As we began to do more work with clients and move into new areas of work, we started to rely on our phones a bit more. We also had run into the need to send and receive faxes more than I think we should (anyone heard of e-mail? :)). Basically, it became clear to us that we needed to figure out some sort of phone solution.
At first, I was hesitant to buy into the whole concept of VoIP, even though countless people had recommended it for startups. We don’t have the fastest internet, and our stupid router didn’t support QoS until very recently, so that was another big deterrent to the idea for me. Altough, I was not able to find a conventional phone service that I thought made decent fiscal sense…AT&T wants a pretty hefty commitment for even the simplest plans, I just wasn’t happy with the idea of it. And also, what about PBX type features? Extensions would be nice, how about voicemail? $$$
So, this was becoming a mess for me, once I decided to bite the bullet and find a VoIP provider, which ones are legit? Packet8? Vonage? (short answer, no). I happened to stumble upon a company named Aptela, and started looking into their features. Call trees, extensions, digital faxing (what a concept!), unified messaging, the whole gamut basically. For a very affordable price! We dove in and decided to give them a shot, its something like $60 bucks a month for everything mentioned above.
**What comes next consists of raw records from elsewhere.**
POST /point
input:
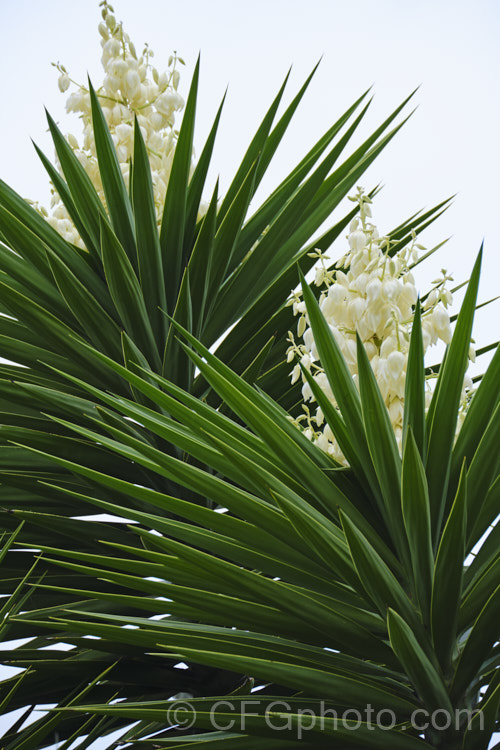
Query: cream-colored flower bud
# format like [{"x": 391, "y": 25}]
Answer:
[
  {"x": 357, "y": 240},
  {"x": 63, "y": 82}
]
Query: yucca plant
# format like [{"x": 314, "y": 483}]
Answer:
[{"x": 149, "y": 383}]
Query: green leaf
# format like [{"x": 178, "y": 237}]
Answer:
[
  {"x": 414, "y": 403},
  {"x": 383, "y": 448},
  {"x": 127, "y": 295},
  {"x": 174, "y": 213},
  {"x": 376, "y": 578},
  {"x": 88, "y": 204},
  {"x": 427, "y": 681},
  {"x": 478, "y": 646},
  {"x": 443, "y": 412},
  {"x": 115, "y": 192},
  {"x": 148, "y": 242}
]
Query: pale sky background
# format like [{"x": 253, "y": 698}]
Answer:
[{"x": 449, "y": 47}]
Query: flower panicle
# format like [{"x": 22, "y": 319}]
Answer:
[{"x": 370, "y": 292}]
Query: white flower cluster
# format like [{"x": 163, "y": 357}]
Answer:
[
  {"x": 373, "y": 294},
  {"x": 131, "y": 87}
]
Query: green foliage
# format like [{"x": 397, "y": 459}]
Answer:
[{"x": 161, "y": 506}]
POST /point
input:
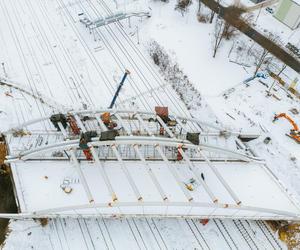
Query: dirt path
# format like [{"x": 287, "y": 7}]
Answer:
[{"x": 232, "y": 18}]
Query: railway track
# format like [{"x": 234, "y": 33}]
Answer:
[
  {"x": 245, "y": 234},
  {"x": 225, "y": 234}
]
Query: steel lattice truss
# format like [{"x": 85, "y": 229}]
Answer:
[{"x": 140, "y": 143}]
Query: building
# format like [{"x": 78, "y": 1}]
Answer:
[{"x": 288, "y": 12}]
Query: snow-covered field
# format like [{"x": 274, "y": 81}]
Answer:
[{"x": 47, "y": 50}]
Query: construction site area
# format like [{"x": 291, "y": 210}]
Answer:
[{"x": 115, "y": 135}]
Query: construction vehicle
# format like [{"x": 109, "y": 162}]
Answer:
[
  {"x": 106, "y": 117},
  {"x": 163, "y": 113},
  {"x": 294, "y": 132},
  {"x": 73, "y": 125},
  {"x": 83, "y": 143}
]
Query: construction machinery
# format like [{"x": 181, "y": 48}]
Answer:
[
  {"x": 294, "y": 132},
  {"x": 106, "y": 117}
]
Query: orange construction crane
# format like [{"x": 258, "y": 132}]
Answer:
[{"x": 295, "y": 132}]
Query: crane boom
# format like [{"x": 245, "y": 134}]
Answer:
[{"x": 127, "y": 72}]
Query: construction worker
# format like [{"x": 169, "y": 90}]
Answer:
[
  {"x": 202, "y": 176},
  {"x": 73, "y": 125}
]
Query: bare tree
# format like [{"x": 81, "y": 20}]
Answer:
[{"x": 218, "y": 35}]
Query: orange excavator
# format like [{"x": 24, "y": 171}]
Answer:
[{"x": 294, "y": 132}]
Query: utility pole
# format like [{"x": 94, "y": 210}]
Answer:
[{"x": 282, "y": 69}]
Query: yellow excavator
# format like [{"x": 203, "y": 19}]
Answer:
[{"x": 294, "y": 132}]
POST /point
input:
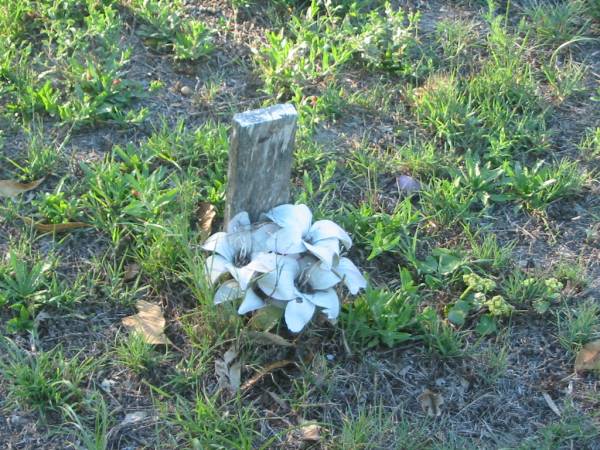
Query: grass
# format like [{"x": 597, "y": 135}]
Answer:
[{"x": 482, "y": 283}]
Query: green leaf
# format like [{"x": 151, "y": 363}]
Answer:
[
  {"x": 486, "y": 325},
  {"x": 459, "y": 312},
  {"x": 448, "y": 264}
]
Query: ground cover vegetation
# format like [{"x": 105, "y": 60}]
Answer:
[{"x": 456, "y": 142}]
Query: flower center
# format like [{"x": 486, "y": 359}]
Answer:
[
  {"x": 242, "y": 257},
  {"x": 302, "y": 281}
]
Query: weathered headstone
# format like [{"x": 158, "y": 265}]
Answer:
[{"x": 260, "y": 160}]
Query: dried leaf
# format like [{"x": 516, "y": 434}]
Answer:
[
  {"x": 407, "y": 184},
  {"x": 131, "y": 272},
  {"x": 206, "y": 215},
  {"x": 229, "y": 371},
  {"x": 266, "y": 338},
  {"x": 431, "y": 402},
  {"x": 10, "y": 188},
  {"x": 588, "y": 357},
  {"x": 551, "y": 404},
  {"x": 265, "y": 318},
  {"x": 310, "y": 432},
  {"x": 149, "y": 322}
]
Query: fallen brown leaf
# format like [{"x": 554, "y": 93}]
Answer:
[
  {"x": 206, "y": 215},
  {"x": 551, "y": 403},
  {"x": 10, "y": 188},
  {"x": 149, "y": 321},
  {"x": 588, "y": 357},
  {"x": 431, "y": 402},
  {"x": 265, "y": 371},
  {"x": 310, "y": 432},
  {"x": 228, "y": 370}
]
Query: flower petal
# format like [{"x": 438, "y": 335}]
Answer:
[
  {"x": 240, "y": 243},
  {"x": 298, "y": 313},
  {"x": 243, "y": 275},
  {"x": 230, "y": 290},
  {"x": 318, "y": 277},
  {"x": 264, "y": 262},
  {"x": 291, "y": 216},
  {"x": 261, "y": 235},
  {"x": 219, "y": 243},
  {"x": 279, "y": 283},
  {"x": 325, "y": 229},
  {"x": 328, "y": 300},
  {"x": 327, "y": 250},
  {"x": 215, "y": 266},
  {"x": 351, "y": 276},
  {"x": 251, "y": 302},
  {"x": 286, "y": 241},
  {"x": 239, "y": 222}
]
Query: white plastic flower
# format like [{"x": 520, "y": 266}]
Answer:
[
  {"x": 240, "y": 251},
  {"x": 305, "y": 285},
  {"x": 298, "y": 234},
  {"x": 230, "y": 290}
]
The system only works with IP phones, so we purchased a couple of $100 Polycom handsets, plugged them in, and suddenly…the stars had aligned and we had a working phone system! To be honest, I was completely amazed with how easy it was to setup, and how great it sounds, even while dowloading large files! (thank you, QoS). Aptela is a fantastic service, so far I have had absolutely no complaints. Everything is 100% web-based and works just fine on my mac, as it should.
So long story short, If you are looking for an affordable, solid VoIP solution, I recommend Aptela!
Comments
4 Comments so far
My only issue with dealing with these small VoIP providers is that many of them, including Aptela are not phone companies. Since they are not licensed phone companies (ILECS or CLECS), they need to rely on their connection to the phone company to make sure everything is working. While this usually isn’t an issue, if they have a dispute, or disruption of service, they will be down like any other business, and will have to wait to have service restored.
Glad its working for you!
We’ve been using VOIP at work, pretty much since the beginning. At first it was a residential plan from Vonage with a couple cordless phones (uh!).
Then we switched to hosted PBX service like you have, but eventually decided to move it in-house.
Now we have our own in house Asterisk server, and we buy “trunks” from two different providers and automatically route calls down the second one if the first one ever has problems. Its been working great, and I love the flexibility of it. For example instead of having to give out the company cell phone number for after hours support (clients don’t always have that when they need to get a hold of us), we setup menu “9″ in the phone system as emergency support. When that menu option is selected, Asterisk will try to contact the company support cell phone, and if no one answers that it will try someone else’s cell phone, etc. If it can’t reach anyone it asks the caller to leave a message, and then it sends out a TXT message to various staff letting them know there is an emergency support message that needs to be checked.
I love their easy call forwarding / dummy extensions that only forward. Those are features I would only expect from anything digital. Aptela brings it!
VoIP was the only way to go for my overseas office (Cebu, Philippines). Infrastructure isn’t like it is in the US, so hosted makes it much easier to maintain since there is no equipment on-site. We went with Vongage and RingCentral, and it’s working out great, but if call volume increases significantly, we’ll need something more scalable. I’ll look into Aptela. Thanks for sharing that find!